L’interne est tant fouillé, exempt de viscères, qu’elle tient lieu, la bête, de relique : sanglier dont reste le seul masque. Ceux de certaines vallées alpestres y ressemblent, portés pour que s’écartent, tombent dans un trou, voient leur propre hideur, les mauvais esprits. Surtout que fuie l’hiver quand il s’acoquine avec la mort, que la montagne, qu’infestent tant de spectres, soit hantée par les nôtres plutôt que les siens.
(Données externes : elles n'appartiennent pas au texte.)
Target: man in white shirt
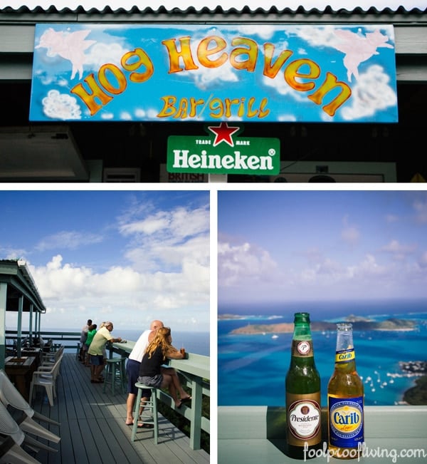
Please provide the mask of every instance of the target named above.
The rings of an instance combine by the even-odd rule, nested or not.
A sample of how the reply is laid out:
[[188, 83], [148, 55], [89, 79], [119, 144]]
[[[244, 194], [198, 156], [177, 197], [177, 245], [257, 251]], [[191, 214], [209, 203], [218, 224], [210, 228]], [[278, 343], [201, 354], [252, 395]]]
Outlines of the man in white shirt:
[[[138, 393], [138, 389], [135, 387], [135, 383], [138, 381], [139, 376], [139, 365], [144, 352], [148, 344], [152, 341], [156, 334], [156, 331], [160, 327], [163, 327], [162, 321], [153, 321], [148, 330], [141, 334], [137, 341], [135, 346], [130, 352], [126, 363], [126, 373], [127, 375], [127, 400], [126, 401], [126, 425], [132, 426], [133, 424], [133, 412], [135, 404], [135, 399]], [[144, 391], [141, 403], [143, 403], [149, 399], [150, 391]], [[142, 412], [142, 408], [141, 409]], [[138, 424], [139, 428], [152, 428], [152, 424], [144, 424], [140, 423]]]

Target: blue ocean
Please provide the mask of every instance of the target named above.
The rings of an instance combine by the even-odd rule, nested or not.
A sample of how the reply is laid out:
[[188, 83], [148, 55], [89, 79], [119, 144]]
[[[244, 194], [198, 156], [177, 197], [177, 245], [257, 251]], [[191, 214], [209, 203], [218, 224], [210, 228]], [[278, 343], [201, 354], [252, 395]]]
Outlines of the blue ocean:
[[[363, 379], [365, 404], [402, 403], [403, 394], [414, 385], [399, 361], [427, 360], [427, 301], [331, 302], [224, 306], [218, 314], [240, 319], [218, 321], [218, 402], [219, 406], [285, 404], [285, 376], [290, 361], [292, 334], [232, 334], [233, 329], [253, 324], [293, 322], [293, 314], [307, 311], [312, 321], [342, 321], [350, 314], [374, 321], [411, 319], [411, 331], [354, 331], [357, 371]], [[322, 379], [322, 403], [334, 370], [336, 332], [312, 333], [316, 366]]]

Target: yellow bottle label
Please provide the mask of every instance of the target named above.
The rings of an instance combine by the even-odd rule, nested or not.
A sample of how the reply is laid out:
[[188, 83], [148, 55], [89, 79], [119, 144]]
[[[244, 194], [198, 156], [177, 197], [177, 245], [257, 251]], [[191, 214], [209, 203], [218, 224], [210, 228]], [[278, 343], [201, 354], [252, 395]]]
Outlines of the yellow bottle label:
[[352, 348], [349, 350], [342, 350], [335, 353], [335, 362], [336, 363], [348, 363], [349, 361], [353, 361], [356, 358], [354, 354], [354, 349]]
[[328, 395], [328, 409], [331, 445], [356, 448], [363, 442], [363, 396], [342, 398]]

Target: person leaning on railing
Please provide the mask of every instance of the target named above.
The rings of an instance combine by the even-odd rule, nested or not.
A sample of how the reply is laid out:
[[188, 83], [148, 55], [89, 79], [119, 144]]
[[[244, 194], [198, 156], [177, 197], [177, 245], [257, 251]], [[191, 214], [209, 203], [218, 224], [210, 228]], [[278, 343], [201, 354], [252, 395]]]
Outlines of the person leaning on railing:
[[107, 341], [112, 343], [120, 342], [122, 339], [115, 339], [111, 335], [114, 326], [112, 322], [107, 321], [95, 334], [92, 343], [88, 350], [90, 356], [90, 382], [92, 383], [102, 383], [104, 381], [100, 378], [101, 372], [104, 369], [104, 349]]
[[[157, 388], [167, 388], [177, 408], [183, 403], [189, 401], [191, 397], [183, 389], [179, 378], [174, 368], [164, 367], [167, 359], [185, 359], [185, 350], [177, 350], [172, 346], [172, 336], [169, 327], [157, 329], [153, 341], [145, 350], [138, 381], [147, 386]], [[179, 393], [178, 398], [177, 393]]]

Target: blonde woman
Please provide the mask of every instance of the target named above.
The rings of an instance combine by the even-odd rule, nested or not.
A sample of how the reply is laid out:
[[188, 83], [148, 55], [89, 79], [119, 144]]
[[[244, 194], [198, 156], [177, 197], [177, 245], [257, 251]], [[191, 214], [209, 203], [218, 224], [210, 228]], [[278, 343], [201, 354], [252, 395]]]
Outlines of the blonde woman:
[[[172, 336], [169, 327], [157, 329], [152, 341], [145, 349], [141, 366], [138, 381], [157, 388], [168, 388], [177, 408], [183, 403], [189, 401], [191, 397], [181, 386], [176, 371], [172, 367], [163, 366], [167, 359], [184, 359], [185, 353], [172, 346]], [[179, 398], [178, 398], [179, 393]]]

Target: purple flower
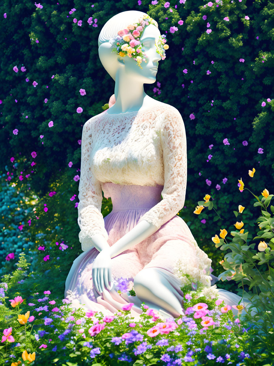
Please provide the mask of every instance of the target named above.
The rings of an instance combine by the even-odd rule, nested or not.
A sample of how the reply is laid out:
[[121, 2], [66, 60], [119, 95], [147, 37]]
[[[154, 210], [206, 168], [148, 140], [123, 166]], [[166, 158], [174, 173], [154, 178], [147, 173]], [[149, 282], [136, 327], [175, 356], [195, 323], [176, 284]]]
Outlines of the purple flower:
[[164, 361], [165, 362], [167, 362], [170, 361], [170, 356], [168, 354], [165, 353], [163, 355], [160, 359], [162, 361]]
[[206, 357], [209, 360], [214, 360], [214, 358], [216, 358], [216, 356], [214, 356], [214, 355], [212, 354], [212, 353], [210, 353], [208, 355], [207, 355]]
[[94, 358], [96, 355], [99, 355], [101, 353], [99, 347], [97, 347], [92, 350], [90, 351], [90, 356], [92, 358]]

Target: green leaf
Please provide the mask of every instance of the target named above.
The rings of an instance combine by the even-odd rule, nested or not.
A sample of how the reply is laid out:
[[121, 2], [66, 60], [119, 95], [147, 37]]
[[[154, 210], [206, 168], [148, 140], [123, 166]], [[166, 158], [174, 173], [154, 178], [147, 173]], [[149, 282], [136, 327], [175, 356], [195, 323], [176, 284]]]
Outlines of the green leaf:
[[[208, 203], [207, 202], [206, 203]], [[213, 207], [213, 202], [212, 201], [209, 201], [208, 203], [209, 203], [208, 205], [208, 209], [210, 210], [212, 210]]]

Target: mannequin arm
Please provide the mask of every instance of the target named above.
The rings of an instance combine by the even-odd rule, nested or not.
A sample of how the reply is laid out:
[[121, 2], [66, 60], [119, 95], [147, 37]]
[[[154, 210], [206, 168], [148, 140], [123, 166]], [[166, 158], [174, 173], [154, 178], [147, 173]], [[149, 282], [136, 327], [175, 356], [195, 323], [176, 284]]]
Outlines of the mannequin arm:
[[113, 258], [118, 254], [136, 244], [139, 244], [143, 240], [147, 239], [157, 231], [158, 228], [153, 224], [144, 220], [128, 232], [109, 249], [106, 247], [111, 258]]

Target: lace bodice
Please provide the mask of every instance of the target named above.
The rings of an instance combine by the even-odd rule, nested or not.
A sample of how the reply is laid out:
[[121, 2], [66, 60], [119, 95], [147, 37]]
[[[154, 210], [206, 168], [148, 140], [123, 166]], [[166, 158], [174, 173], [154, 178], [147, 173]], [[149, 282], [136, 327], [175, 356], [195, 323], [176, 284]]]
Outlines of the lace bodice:
[[91, 247], [95, 234], [108, 239], [101, 213], [102, 190], [110, 197], [104, 183], [164, 186], [163, 199], [140, 220], [158, 228], [183, 206], [186, 139], [183, 119], [174, 107], [159, 102], [138, 112], [105, 111], [85, 123], [81, 145], [78, 222], [83, 250]]

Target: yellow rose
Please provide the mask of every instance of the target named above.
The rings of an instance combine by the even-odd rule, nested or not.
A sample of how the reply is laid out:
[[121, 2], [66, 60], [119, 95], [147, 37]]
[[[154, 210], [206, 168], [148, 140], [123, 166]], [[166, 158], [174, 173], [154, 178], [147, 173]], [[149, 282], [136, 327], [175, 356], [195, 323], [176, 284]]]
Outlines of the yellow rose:
[[201, 213], [202, 210], [204, 208], [203, 206], [197, 206], [196, 209], [193, 211], [193, 213], [197, 213], [197, 215], [198, 215]]
[[30, 311], [29, 310], [24, 315], [23, 314], [21, 315], [21, 314], [19, 314], [18, 316], [18, 320], [20, 324], [24, 325], [24, 324], [26, 324], [27, 322], [29, 317]]
[[203, 199], [205, 200], [205, 203], [206, 202], [208, 202], [210, 197], [209, 194], [206, 194], [205, 196], [203, 197]]
[[224, 239], [227, 234], [227, 231], [225, 229], [220, 229], [220, 231], [221, 231], [221, 233], [220, 235], [220, 236], [223, 239]]
[[217, 234], [215, 235], [215, 236], [212, 237], [211, 239], [212, 240], [212, 241], [214, 243], [215, 243], [216, 244], [217, 244], [218, 243], [220, 242], [220, 239], [219, 239], [219, 237]]
[[261, 192], [261, 193], [265, 198], [267, 198], [269, 195], [269, 192], [267, 190], [266, 188], [265, 188], [265, 189], [263, 190], [263, 191], [262, 192]]
[[267, 244], [264, 240], [263, 242], [260, 241], [258, 245], [258, 250], [260, 251], [265, 251], [267, 247]]
[[254, 168], [252, 170], [248, 171], [248, 174], [251, 177], [252, 177], [254, 175], [254, 173], [255, 171], [255, 168]]
[[244, 209], [245, 208], [243, 206], [242, 206], [241, 205], [239, 205], [238, 209], [239, 210], [239, 212], [240, 213], [241, 213], [244, 210]]
[[236, 224], [234, 224], [234, 225], [236, 229], [238, 229], [238, 230], [240, 230], [240, 229], [241, 228], [242, 228], [243, 226], [244, 223], [242, 221], [241, 221], [240, 223], [237, 221]]
[[244, 184], [243, 181], [241, 180], [241, 178], [240, 180], [238, 179], [238, 181], [239, 183], [240, 183], [240, 184], [241, 185], [239, 187], [239, 190], [240, 191], [241, 191], [242, 190], [244, 189]]

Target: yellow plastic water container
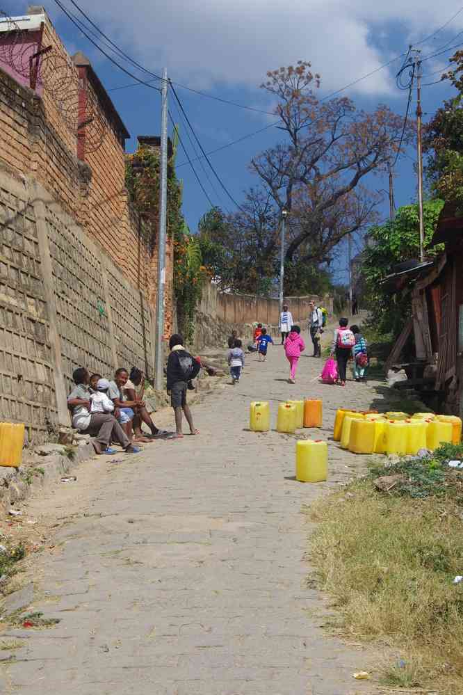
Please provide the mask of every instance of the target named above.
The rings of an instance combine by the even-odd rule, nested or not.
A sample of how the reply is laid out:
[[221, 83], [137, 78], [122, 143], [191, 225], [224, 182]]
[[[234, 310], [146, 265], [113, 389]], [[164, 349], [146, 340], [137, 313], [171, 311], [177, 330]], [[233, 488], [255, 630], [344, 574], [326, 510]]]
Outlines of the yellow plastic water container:
[[250, 429], [253, 432], [268, 432], [270, 429], [270, 405], [265, 401], [251, 404]]
[[354, 410], [349, 410], [345, 408], [339, 408], [336, 411], [334, 419], [334, 428], [333, 430], [333, 439], [335, 442], [339, 442], [341, 439], [341, 433], [343, 429], [343, 421], [346, 413], [353, 413]]
[[291, 403], [280, 403], [277, 417], [277, 431], [294, 434], [296, 429], [298, 411]]
[[441, 444], [451, 444], [453, 438], [453, 426], [451, 422], [432, 420], [426, 431], [426, 445], [432, 452]]
[[385, 417], [378, 418], [373, 420], [375, 425], [375, 436], [373, 440], [373, 454], [386, 453], [386, 425], [387, 420]]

Affublons-les donc d’une apparence et d’une dégaine, avant que le sort ne nous en prive : l’os et les poils, inspirés de nos traits, y pourvoiront assez bien.

Autant de faces provisoires que notre effroi s’attribue, effigies d’emprunt afin de troquer parfois - contre celle de naissance - une incarnation bancale, illégitime, défroquée : corps corruptibles à endosser une fois salubres, pour entrer en contact avec ce qu’on ne sait, tenir tête comme ici au gouffre des sapins, aux combes forcément funèbres, à l’inappétence de tout.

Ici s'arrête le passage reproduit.